2) What kind of motherboard should I be looking at? How do I know if it will work with the rest of the components that I would keep (processor, hard drive etc)? I don't do any PC gaming, the main things I do (apart from the basics) are graphic design and video editing work. I don't know how much of a difference that makes to the motherboard though.

Thanks in advance for any information/help :smile:


----------



## Tyree (May 10, 2009)

Your Mobo is m(micro)ATX so any case that accepts mATx (mATX and larger) can be used.
How much RAM do you want? Your Mobo has two slots and each will accept 2GB sticks of 1066 or 1333MHz.
There is no need for more than 4GB unless you do serious graphics or CAD.
PSU's included with OEM PC's are commonly low quality and underpowered for anything other than the original hardware configuration.
Your Mobo also has a PCI-E 16X slot so a dedicated GPU can be added along with a suitable PSU for the intended GPU.


----------



## Olly88 (Sep 12, 2011)

Thanks! :smile: 

Well quite often I have a couple of graphic editing programs and video editing software open at the same time, even a video converter as well some times, so it gets a bit slow. When I have just one open it's fine, sometimes two... but yeah, any more and sometimes it can start to struggle. I do have them open for quite a while while doing regular stuff, too. So I was thinking that upgrading the RAM would help quite a bit.

Sometimes when doing a task like rendering or converting a video (or even sometimes just viewing an online flash video in full screen), something from inside the computer goes quite loud. Would that be because the PSU is low quality? Or is that nothing to do with it?


----------



## greenbrucelee (Apr 24, 2007)

the fans will go loud when doing something intensive to stop over heating this can also happen if the system gets dusty inside.

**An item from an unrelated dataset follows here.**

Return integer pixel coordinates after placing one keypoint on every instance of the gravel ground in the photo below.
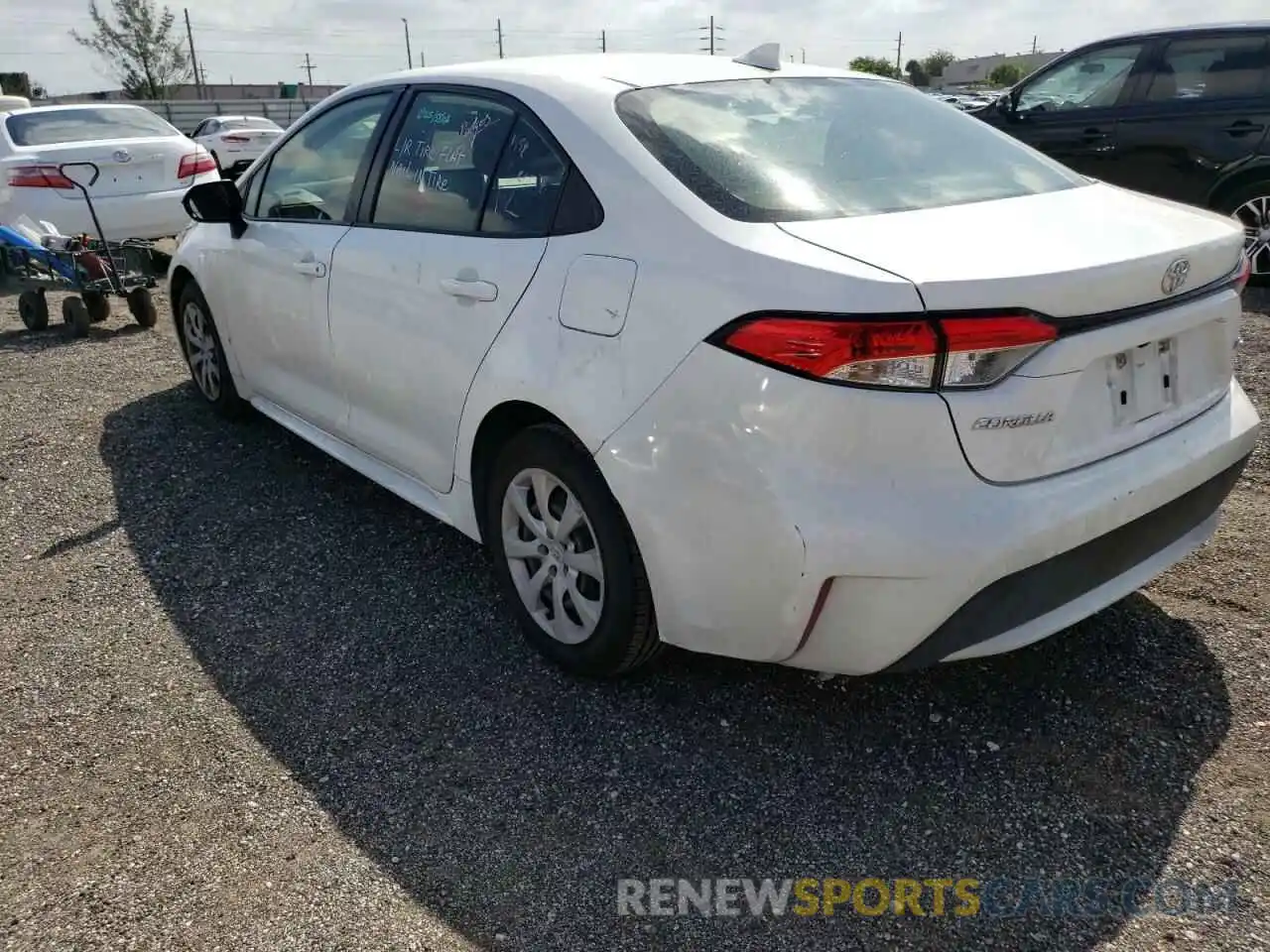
(249, 701)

If you want the gpu you suggested you will have to upgrade the psu also you can only take 4GB so if you wanted to use more than that you would have to upgrade the motherboard and operating system too and probably have to get a new case which in turn would mean that you would have to repair installations on the hard drive and may other things. It would be probably be better to buy or even build a better system.


----------